Which, it turns out, is all a big joke. But one that most people aren’t going to get at all. Because I actually think I’m quite funny. I amuse the hell out of myself on a daily basis.

In contrast, I don’t think a lot of traditionally funny people are very funny at all. You know how people feel this need to tell jokes? As in, they recite a pre-canned joke complete with punch line? I’ll laugh to be polite, but I rarely find them very funny. I can’t tell them myself to save my life. And I won’t remember them at all after a day. Same with sitcoms in which the main source of the funny seems to be people being dumb and getting themselves into big, stressful messes. Although there are exceptions, I mostly feel sad when I watch people being dumb. And I worry about them when things start to go really wrong. Or I just don’t care. But what I don’t do is find it very funny.

Very occasionally, I will find someone who thinks I am completely hilarious. My husband is one of these rare people.
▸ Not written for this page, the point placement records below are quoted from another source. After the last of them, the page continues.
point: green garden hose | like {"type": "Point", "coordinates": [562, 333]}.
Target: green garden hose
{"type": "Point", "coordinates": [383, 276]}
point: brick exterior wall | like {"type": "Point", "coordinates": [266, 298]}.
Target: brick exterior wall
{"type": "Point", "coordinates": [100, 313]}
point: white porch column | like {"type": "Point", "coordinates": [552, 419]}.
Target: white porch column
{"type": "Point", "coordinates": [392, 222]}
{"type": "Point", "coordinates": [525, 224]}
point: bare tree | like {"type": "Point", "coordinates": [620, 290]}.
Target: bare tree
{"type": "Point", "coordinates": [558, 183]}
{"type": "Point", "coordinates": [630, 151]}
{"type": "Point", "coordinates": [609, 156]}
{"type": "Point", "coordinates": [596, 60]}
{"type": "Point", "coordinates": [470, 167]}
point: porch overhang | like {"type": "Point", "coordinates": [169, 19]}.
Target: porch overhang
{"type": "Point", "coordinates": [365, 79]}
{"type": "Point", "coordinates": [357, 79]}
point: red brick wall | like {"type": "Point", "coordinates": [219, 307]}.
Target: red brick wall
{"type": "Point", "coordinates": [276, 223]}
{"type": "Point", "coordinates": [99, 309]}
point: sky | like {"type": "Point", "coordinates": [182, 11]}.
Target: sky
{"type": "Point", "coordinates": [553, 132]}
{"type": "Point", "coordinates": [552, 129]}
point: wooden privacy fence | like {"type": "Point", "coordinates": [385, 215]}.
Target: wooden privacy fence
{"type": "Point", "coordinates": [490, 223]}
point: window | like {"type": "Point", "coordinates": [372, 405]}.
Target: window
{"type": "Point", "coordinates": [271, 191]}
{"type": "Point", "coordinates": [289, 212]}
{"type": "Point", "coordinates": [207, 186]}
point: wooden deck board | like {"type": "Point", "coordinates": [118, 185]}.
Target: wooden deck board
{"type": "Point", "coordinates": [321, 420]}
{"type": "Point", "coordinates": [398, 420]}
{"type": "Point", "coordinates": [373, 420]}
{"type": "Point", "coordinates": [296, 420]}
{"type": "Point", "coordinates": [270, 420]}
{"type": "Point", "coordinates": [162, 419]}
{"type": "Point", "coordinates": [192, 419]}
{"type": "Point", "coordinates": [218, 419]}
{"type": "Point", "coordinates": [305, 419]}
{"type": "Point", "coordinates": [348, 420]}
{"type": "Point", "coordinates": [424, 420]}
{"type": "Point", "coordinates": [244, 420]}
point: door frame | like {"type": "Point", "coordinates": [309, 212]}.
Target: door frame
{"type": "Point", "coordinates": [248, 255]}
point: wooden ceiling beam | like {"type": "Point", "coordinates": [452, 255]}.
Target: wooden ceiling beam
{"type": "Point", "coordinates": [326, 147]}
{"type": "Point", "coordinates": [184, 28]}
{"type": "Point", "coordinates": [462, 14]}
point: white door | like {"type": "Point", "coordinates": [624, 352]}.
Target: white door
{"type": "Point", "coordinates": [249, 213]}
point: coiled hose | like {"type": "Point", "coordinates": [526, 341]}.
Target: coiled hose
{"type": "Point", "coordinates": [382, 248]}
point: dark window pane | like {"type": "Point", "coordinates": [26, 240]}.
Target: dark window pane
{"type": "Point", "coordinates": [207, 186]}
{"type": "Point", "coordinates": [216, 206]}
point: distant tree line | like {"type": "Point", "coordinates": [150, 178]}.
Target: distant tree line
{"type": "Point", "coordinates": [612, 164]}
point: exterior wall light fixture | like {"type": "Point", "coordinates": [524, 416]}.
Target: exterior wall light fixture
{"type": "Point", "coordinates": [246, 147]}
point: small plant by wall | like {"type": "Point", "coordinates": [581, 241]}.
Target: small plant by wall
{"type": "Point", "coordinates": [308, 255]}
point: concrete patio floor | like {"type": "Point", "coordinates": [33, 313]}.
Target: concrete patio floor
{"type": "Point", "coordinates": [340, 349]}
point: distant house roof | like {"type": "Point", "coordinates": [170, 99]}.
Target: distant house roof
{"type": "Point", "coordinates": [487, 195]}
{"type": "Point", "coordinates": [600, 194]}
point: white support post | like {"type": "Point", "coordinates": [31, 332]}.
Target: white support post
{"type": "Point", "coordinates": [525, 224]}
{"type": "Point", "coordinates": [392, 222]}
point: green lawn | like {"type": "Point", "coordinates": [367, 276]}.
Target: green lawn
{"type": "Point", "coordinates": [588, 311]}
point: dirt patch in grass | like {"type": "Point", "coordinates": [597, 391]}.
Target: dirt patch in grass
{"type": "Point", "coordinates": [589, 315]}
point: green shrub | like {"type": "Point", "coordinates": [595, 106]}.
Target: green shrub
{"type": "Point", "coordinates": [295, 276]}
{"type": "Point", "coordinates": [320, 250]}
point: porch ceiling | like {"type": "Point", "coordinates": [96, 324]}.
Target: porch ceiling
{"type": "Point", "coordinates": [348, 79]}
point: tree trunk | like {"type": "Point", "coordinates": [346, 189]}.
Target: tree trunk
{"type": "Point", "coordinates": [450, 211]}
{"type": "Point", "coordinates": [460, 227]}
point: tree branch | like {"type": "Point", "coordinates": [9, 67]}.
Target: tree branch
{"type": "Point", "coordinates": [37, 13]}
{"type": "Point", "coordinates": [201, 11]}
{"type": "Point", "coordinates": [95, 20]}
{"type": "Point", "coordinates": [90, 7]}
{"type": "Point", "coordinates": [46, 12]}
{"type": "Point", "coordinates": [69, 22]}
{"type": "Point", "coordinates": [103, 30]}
I met another one at Taos, a colleague of mine who “doesn’t understand humor.” For someone who doesn’t understand humor, she makes me laugh a whole lot more than almost anybody else I know. I have another local friend who will suddenly bust up laughing at something I said, while the rest of the room looks on in bafflement or doesn’t even notice.
I recently decided to investigate this strange phenomenon, and I reached a startling (for me, anyway) and exciting conclusion. It turns out that I have been practicing the art of dry or deadpan humor for most of my life. Yes, without even knowing it. Another fact I find terribly amusing.

The interesting thing about dry humor is that it takes a certain amount of attention to catch it. If, for example, you’re only half listening to what someone is saying, there’s very little chance of you noticing the little joke they drop in halfway through a conversation. Dry humor is subtle and purposefully lacking in cues. And it happens really fast, which means your wit has to be turned up to full in order to appreciate it before the moment has passed. It also tends to lose its comic value if it has to be explained.

When I deliver one of my little jokes, my vocal inflection often doesn’t change much if at all. Sometimes I myself am unaware that I’m making a joke until it’s already out of my mouth. I have trouble believing, knowing myself as I do, that I keep a completely straight expression. But on the other hand, I spend a lot of time smiling, so how is one to tell the difference between my habitual smile and my sly “I just committed some humor” smile? So again, not a huge red flag. The entire sense of the humor lies in the words I’ve spoken and their context.

The best part of dry humor? I can easily entertain myself. The worst part? When I laugh at other people’s unintentional dry humor, or the absurdity of a situation, and people become worried or offended because they don’t get the joke. Which is why most of the time, I’m laughing on the inside while keeping my deadpan smile firmly in place.

How about you? What do you find funny? Any fellow dry humor aficionados out there?